Sexualize one, objectify all? The sexualization spillover effect on female job candidates
Laura Guillén, Maria Kakarika & Nathan Heflick
Journal of Organizational Behavior, forthcoming 

Abstract:

We examined whether sexualizing a businesswoman impacts attitudes toward subsequently evaluated, nonsexualized females applying for a corporate managerial position. Research shows that sexualized women are perceived as less warm and competent (i.e., objectified). Integrating this work with research on social cognition, we hypothesized that the negative effect of sexualization “spills over” onto other nonsexualized women, reducing their hireability. Across two experiments, initially sexualized women were perceived as less warm and competent, as were subsequently evaluated nonsexualized female job candidates. In turn, these negative perceptions reduced the applicants' probability of being hired. Sexualization of women also increased intentions to hire a subsequently evaluated male candidate. The results were robust when we controlled for evaluators' gender and age. Our findings demonstrate that female job applicants can experience detrimental effects from sexually based objectification, even when they are not the individuals initially sexualized. We discuss implications for women's careers.


College major choice and beliefs about relative performance: An experimental intervention to understand gender gaps in STEM
Stephanie Owen
Economics of Education Review, December 2023 

Abstract:

Beliefs about relative academic performance may shape college major choice and explain gender gaps in STEM, but little causal evidence exists. To test whether these beliefs are malleable and salient enough to change behavior, I run a randomized experiment with 5,700 undergraduates across seven introductory STEM courses. Providing relative performance information shrinks gender gaps in biased beliefs substantially. However, students’ course-taking and major choice are largely unchanged. If anything, initially overconfident men and women were discouraged by the intervention. Increasing female STEM participation may require more intensive or targeted intervention.


Heterogeneous peer effects in competitive environments: The case of high-school harriers
Nathan Ashby
Applied Economics Letters, forthcoming 

Abstract:

Using exogenous enrolment-based assignments to high school athletic associations, I analyse peer effects in single-sex cross-country running competitions. I find evidence of improvements after promotion to more competitive classifications for boys and the combined sample while detecting evidence of improvement for girls after relegation. Boys in the top quartile and girls in the second lowest quartile demonstrate the largest improvements after being promoted to a higher classification. Two-stage least-squares estimates provide some confirmation of the mechanism through which classification changes impact performance, but identification is complicated by the heterogeneous responses by quartile. Rather than attributing findings to heterogeneous behaviour, the disparity can plausibly be explained by rational responses to heterogeneity in the payoff structure as determined by larger college scholarship opportunities for girls.

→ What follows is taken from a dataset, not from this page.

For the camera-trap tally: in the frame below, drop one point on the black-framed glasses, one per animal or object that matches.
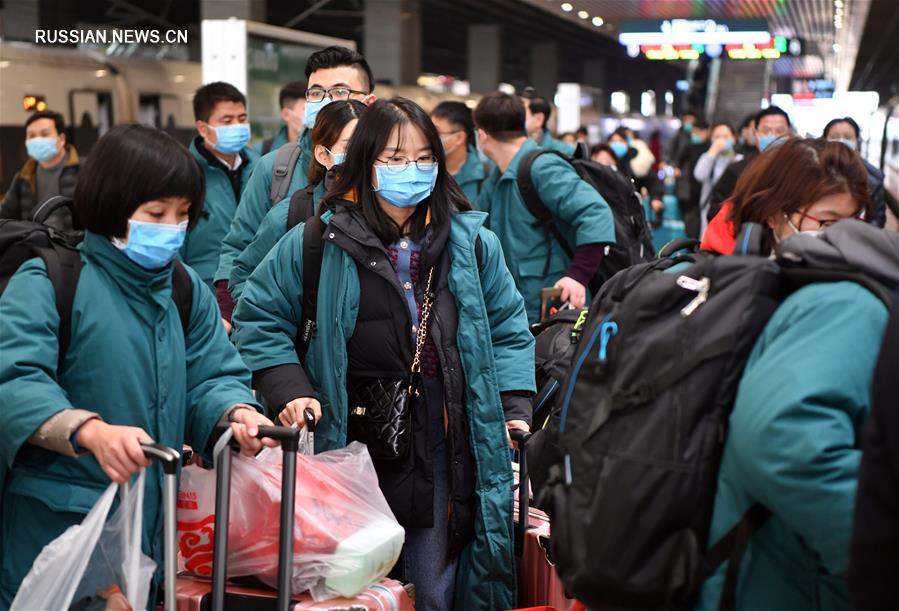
(335, 94)
(398, 164)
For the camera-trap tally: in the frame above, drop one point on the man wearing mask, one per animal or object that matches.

The Company She Seeks: How the Prismatic Effects of Ties to High-Status Network Contacts Can Reduce Status for Women in Groups
Siyu Yu & Catherine Shea
Organization Science, forthcoming 

Abstract:

Women experience chronically inferior returns in organizations. One common recommendation is to form instrumental network ties with high-status others in groups. We integrate research on social status, social perceptions, and gender issues in social networks to suggest that, despite the theoretical and empirical appeal of this approach, instrumental ties to high-status network contacts (versus ties to lower-status network contacts) in groups may incur hidden social status costs for women in intragroup status-conferral processes. Instrumental ties to high-status network contacts may be perceived as a sign of agency of the focal person, which violates feminine gender norms. Women with these high-status network contacts in groups may therefore be perceived as less communal, thus subsequently lowering their status in the eyes of other group members compared with women with lower-status network contacts. Studies 1–4, across cross-sectional, longitudinal, and experimental designs, support our model. Study 5 suggests that signaling a group-oriented goal may mitigate the interpersonal, social perceptual costs of instrumental ties to high-status network contacts for women. The effect of ties with high-status network contacts for men is relatively inconsistent. This research reveals a potential social-network dilemma for women: Instrumental ties to high-status network contacts in groups and organizations are necessary for success and should be encouraged, yet they may also create an extra social perceptual hurdle for women. Organizations need to investigate social and structural solutions that harness the benefits of high-status network contacts for women, while minimizing any potential social perceptual costs.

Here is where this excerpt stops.